Barefoot hike on the Ancient Trail from Tsuen Wan to Yuen Long

I tackled a fairly easy (ok, just because it is paved, but the effort required is tough at the start) trail barefoot. The Ancient trail from Tsuen Wan to Yuen Long which I hiked barefoot, was built centuries ago, to connect two of these localities in Hong Kong’s new territories by land. Today, they have become a hiking trail, mainly paved and generally requiring some extensive walk.

Tsuen Wan: doors open to the large

Tsuen Wan being on the Western edge of Hong Kong is also, in some way a door open to the large. From its surrounding mountains, you can see the container harbor, as well as the Tsing Ma bridge. And what’s more, it is an excellent plane-spotting point. Towering at 458 m, the highest point of the hike allows to see from quite close the underbelly of the planes on their final approach to the airport.

View on the Tsing Ma bridge
View by drone on the Tsing Ma bridge.

A steep climb

When you get to Tsuen Wan (if that is the direction you elect to hike, many people go the other way, starting in Yuen Long), you start the hike just opposite the Adventist hospital. The trouble is that you are in for 500 m steep climb for about one kilometer or two.

While on the hike, I crossed many trail runners tackling this trail.

Start of the trail
The start of the trail opposite the adventist hospital of Tsuen Wan.

Although the path is cemented, it climbs relentlessly for at least 1 km. Under the harsh sun and heat of that Sunday afternoon, it was grueling with my 12-kgs camera bag on top of it. It must be said that the floor was also close to scalding as I was hiking barefoot and it was sunny that day. Difficult not to be discouraged when seeing the endless climb.

Endless climb
Climbing is ok, but demands quite some effort.

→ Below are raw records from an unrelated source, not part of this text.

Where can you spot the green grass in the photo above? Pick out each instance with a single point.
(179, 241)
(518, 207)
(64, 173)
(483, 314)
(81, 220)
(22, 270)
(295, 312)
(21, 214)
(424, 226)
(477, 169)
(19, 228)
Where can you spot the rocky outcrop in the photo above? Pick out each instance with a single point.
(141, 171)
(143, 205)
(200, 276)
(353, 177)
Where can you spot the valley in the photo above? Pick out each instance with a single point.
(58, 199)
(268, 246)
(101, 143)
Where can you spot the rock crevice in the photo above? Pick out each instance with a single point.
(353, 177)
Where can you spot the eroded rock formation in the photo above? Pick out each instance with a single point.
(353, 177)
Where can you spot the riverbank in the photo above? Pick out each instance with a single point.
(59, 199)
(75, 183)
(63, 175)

I tried to fly my Mavic Pro here, but the metallic bars in the paved road kept giving wrong feedback to my drone’s compass, so, for safety, I decided to wait and get to a more open area.

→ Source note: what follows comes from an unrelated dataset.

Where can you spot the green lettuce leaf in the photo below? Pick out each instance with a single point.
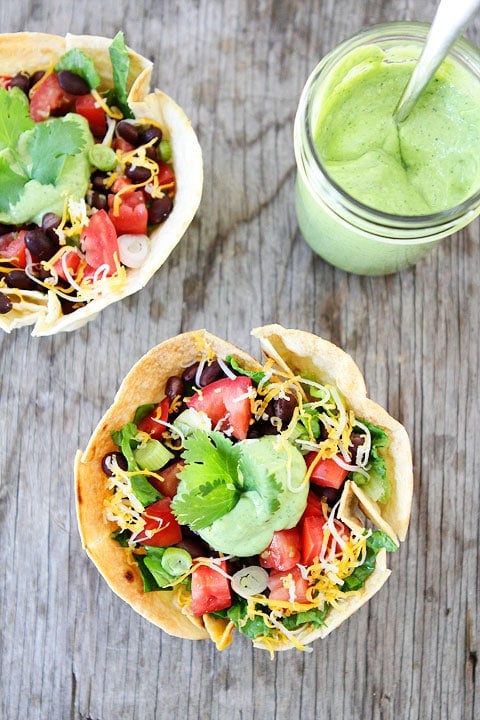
(120, 68)
(80, 63)
(377, 484)
(377, 540)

The gorgeous views over Tsing Ma bridge

The Ancient Trail is an ideal place to obtain a great view on the Tsuen Wan and the three bridges.

Views on Tsuen Wan
Views on Tsuen Wan

The ancient trail itself is mainly composed of big stone pavements. They are very easy to walk upon, except when it is very sunny, as it can quickly scald your bare feet.

Tsuen Wan Ancient trail
Tsuen Wan ancient trail

Obviously, as it was getting late in the afternoon and it was a bit cloudy, the trail was still walkable. On the side of the trails, you could see the traces left by feral cattle.

Walking on the ancient trail
Walking on the ancient trail

Drone views over the trail

It must be said that flying a drone safely is not possible over the whole trail. Although a significant part of the trail is exposed, in some places, the iron rebar in the trail confuse the compass, in others the tree canopy makes it impossible to take off.

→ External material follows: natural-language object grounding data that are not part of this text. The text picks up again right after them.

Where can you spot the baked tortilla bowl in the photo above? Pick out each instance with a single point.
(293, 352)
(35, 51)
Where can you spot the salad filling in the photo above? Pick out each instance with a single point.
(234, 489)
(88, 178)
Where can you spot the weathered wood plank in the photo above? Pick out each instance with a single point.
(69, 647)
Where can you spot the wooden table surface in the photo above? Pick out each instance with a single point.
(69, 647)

But when you can launch your Mavic Pro, you are greeted by majestic views.

A view from the trail on the three bridges.

Similarly, photography is just as interesting, except that the distance and the wide angle of the drone do it a disservice for the spectacular views.

View on the Tsing Ma bridge
View by drone on the Tsing Ma bridge.

Looking back on the city of Tsuen Wan is more rewarding in terms of photographic effect.

Tsuen wan from the ancient trail
Tsuen Wan, seen from the ancient trail

At any rate, once you arrive at these viewpoints, you are merely at the beginning of the trail. The trail continues then for several kilometers, always through paved roads. In some places, however, the paved road is damaged (or more exactly, they are in the process of repaving it). While technical, the trail is quite doable barefoot (at least at my level of training) and here is the video to prove it.

And then, of course, the habitual dronie on the trail:

A dronie on the Tsuen Wan ancient trail
Dronie on the Tsuen Wan ancient trail.

As the evening fell, I only managed to reach the halfway of the trail, namely Sham Tseng, which is the only earliest exit short of returning on your steps. If you are interested, there is a famous roasted goose restaurant, just near the exit of the trail.

From Sham Tseng, I grabbed a minibus to Tsuen Wan, where eventually I managed to catch a MTR towards my home to the other end of the city.